20 Kenny J at [139] - [140] put the obligation borne by the Tribunal as follows:
[139]Even if the RRT is satisfied that the claimed past events relied on by an applicant did not occur and is untroubled by any uncertainty on that score, the applicant's claim does not necessarily fail. There remains for consideration any other basis upon which it is said that his or her fear of persecution is well founded: Abebe [Abebe v Commonwealth (1999) 73 ALJR 584; 162 ALR 1; 197 CLR 510] at [193] per Gummow and Hayne JJ.

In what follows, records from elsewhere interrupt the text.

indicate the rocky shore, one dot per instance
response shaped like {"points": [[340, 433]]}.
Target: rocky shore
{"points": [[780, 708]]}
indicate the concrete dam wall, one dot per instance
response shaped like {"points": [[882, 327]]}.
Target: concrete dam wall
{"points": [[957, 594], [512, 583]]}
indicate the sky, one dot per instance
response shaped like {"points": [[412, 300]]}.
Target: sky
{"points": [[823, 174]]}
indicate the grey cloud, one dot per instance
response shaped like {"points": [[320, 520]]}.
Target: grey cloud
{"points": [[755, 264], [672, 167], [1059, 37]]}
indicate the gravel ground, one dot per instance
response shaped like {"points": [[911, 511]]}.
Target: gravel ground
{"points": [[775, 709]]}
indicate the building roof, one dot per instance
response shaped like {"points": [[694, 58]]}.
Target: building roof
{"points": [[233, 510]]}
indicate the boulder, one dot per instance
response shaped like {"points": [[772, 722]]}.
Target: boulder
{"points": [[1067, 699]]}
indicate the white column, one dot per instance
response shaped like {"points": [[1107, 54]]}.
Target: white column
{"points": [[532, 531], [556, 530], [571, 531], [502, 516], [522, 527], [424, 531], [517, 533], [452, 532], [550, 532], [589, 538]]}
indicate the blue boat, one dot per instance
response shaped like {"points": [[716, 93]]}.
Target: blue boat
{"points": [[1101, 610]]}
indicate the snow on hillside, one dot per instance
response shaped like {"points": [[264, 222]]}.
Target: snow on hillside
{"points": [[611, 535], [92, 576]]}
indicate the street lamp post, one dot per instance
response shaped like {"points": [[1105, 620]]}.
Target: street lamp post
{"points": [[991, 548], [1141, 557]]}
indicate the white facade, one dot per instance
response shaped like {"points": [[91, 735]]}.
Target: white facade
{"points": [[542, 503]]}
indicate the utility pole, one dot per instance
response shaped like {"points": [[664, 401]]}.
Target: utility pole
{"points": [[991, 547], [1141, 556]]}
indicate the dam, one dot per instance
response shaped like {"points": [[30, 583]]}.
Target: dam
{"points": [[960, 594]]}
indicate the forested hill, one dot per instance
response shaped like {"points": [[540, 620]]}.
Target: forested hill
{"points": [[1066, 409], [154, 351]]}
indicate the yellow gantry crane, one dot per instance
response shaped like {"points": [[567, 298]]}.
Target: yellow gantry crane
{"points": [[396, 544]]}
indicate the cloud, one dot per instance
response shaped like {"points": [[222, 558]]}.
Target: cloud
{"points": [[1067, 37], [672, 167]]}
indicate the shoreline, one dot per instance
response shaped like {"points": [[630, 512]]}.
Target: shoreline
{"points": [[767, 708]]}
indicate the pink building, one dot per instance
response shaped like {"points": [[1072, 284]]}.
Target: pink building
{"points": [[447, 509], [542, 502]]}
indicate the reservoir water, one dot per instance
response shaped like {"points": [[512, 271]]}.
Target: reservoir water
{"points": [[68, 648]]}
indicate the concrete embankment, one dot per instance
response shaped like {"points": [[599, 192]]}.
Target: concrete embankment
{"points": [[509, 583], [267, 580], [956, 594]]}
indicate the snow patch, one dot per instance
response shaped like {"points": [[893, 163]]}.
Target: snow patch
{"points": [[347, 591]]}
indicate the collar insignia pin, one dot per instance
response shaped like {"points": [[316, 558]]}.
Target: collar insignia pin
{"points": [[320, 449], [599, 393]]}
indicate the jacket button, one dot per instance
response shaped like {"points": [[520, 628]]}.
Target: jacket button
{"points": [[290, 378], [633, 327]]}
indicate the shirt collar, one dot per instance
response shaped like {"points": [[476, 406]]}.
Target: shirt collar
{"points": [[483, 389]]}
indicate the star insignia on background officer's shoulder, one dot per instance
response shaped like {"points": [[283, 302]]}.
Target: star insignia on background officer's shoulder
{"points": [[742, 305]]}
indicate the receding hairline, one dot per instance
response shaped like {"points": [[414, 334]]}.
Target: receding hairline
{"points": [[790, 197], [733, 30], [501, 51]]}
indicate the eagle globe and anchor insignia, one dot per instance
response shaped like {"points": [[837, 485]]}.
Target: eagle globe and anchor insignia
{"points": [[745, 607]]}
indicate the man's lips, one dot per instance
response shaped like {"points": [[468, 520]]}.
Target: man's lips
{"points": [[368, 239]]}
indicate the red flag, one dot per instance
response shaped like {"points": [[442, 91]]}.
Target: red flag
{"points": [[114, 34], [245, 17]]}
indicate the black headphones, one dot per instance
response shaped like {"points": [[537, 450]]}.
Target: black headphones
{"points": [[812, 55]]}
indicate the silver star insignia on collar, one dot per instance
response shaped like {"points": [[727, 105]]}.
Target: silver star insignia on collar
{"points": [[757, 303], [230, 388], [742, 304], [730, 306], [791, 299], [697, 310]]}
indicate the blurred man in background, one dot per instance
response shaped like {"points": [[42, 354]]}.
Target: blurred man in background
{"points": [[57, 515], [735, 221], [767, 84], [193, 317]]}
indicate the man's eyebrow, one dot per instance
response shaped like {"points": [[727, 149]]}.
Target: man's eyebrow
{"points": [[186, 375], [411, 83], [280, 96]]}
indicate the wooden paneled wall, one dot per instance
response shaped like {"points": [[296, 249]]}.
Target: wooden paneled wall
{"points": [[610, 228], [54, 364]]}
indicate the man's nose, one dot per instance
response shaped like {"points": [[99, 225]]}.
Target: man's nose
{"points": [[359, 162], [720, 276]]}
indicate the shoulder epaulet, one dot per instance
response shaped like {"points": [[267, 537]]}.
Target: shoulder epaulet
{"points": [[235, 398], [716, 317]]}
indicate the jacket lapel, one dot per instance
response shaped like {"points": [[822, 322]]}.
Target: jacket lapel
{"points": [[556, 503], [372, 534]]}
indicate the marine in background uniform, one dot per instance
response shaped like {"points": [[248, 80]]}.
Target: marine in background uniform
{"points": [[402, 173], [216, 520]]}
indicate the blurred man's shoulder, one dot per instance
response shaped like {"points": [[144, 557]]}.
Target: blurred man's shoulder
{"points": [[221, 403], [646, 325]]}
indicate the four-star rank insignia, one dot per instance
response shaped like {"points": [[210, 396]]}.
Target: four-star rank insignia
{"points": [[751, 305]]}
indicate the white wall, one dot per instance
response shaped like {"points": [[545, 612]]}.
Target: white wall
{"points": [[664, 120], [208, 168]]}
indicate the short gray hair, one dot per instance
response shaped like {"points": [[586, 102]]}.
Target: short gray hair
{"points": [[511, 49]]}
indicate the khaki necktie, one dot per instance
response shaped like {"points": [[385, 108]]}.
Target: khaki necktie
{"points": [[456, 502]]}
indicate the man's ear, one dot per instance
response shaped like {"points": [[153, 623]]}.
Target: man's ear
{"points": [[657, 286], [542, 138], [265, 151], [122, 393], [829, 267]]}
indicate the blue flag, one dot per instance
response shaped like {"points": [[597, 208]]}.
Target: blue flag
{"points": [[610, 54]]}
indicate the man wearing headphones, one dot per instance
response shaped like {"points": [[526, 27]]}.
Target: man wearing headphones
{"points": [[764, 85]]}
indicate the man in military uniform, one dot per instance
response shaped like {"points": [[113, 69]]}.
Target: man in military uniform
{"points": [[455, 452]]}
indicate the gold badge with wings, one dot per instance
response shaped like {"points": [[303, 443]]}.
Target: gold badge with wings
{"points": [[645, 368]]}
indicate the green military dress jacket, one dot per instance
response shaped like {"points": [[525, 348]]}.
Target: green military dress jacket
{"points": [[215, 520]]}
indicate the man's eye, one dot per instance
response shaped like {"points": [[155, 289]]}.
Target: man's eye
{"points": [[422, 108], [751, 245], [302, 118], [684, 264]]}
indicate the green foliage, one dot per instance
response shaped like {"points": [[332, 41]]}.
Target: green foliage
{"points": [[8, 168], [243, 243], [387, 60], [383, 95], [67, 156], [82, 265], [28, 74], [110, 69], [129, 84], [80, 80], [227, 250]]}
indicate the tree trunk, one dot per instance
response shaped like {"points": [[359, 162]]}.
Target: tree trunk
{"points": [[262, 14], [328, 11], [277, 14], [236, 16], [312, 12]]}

[140]There is, however, nothing in the judgments of the majority in Guo or Wu Shan Liang to require the RRT to address the specific question "What if I am wrong?" after it has made findings of fact and in the course of determining whether it is satisfied that the applicant has a well-founded fear of persecution. Indeed, I doubt that Kirby J intended to be understood as requiring that: see Wu Shan Liang at 293. In deciding whether it has a relevant satisfaction for grant of a protection visa, the Tribunal is required to bear in mind the totality of the case. That, as we have seen, includes any relevant uncertainty that it entertains as to whether claimed events in the applicant's past may ground a fear of persecution for a Convention reason. In that respect, the Tribunal is required to do no more than to satisfy itself in accordance with commonsense and the ordinary experience of mankind.
21 In follows that this is not a case where the Tribunal was required to ask itself a question along the lines of, "What if I am wrong?", if indeed such a question ever be appropriate. The Tribunal had no 'real doubt' that its findings were correct. It was not obliged to consider whether those findings might be wrong.
22 On the material before it, the Tribunal was entitled to make the determination it did. The findings were made on credibility grounds. The reasons of the Tribunal do not admit of doubt. The Tribunal considered all the material evidence and were satisfied a Convention based reason was not made out. The reasons of the Federal Magistrate in holding that the decision of the Tribunal was not attended by jurisdictional error are, in these circumstances, unassailable.
23 Finally I note that the appellant says he has recently requested further documentary evidence from India to support his claims. In the event he obtains such material, he may under the Act be able to seek, in effect, a reconsideration of his case. The Minister's solicitor on the appeal indicated to the Court that he would write to the applicant subsequent to this hearing to explain the applicant's statutory options in this regard.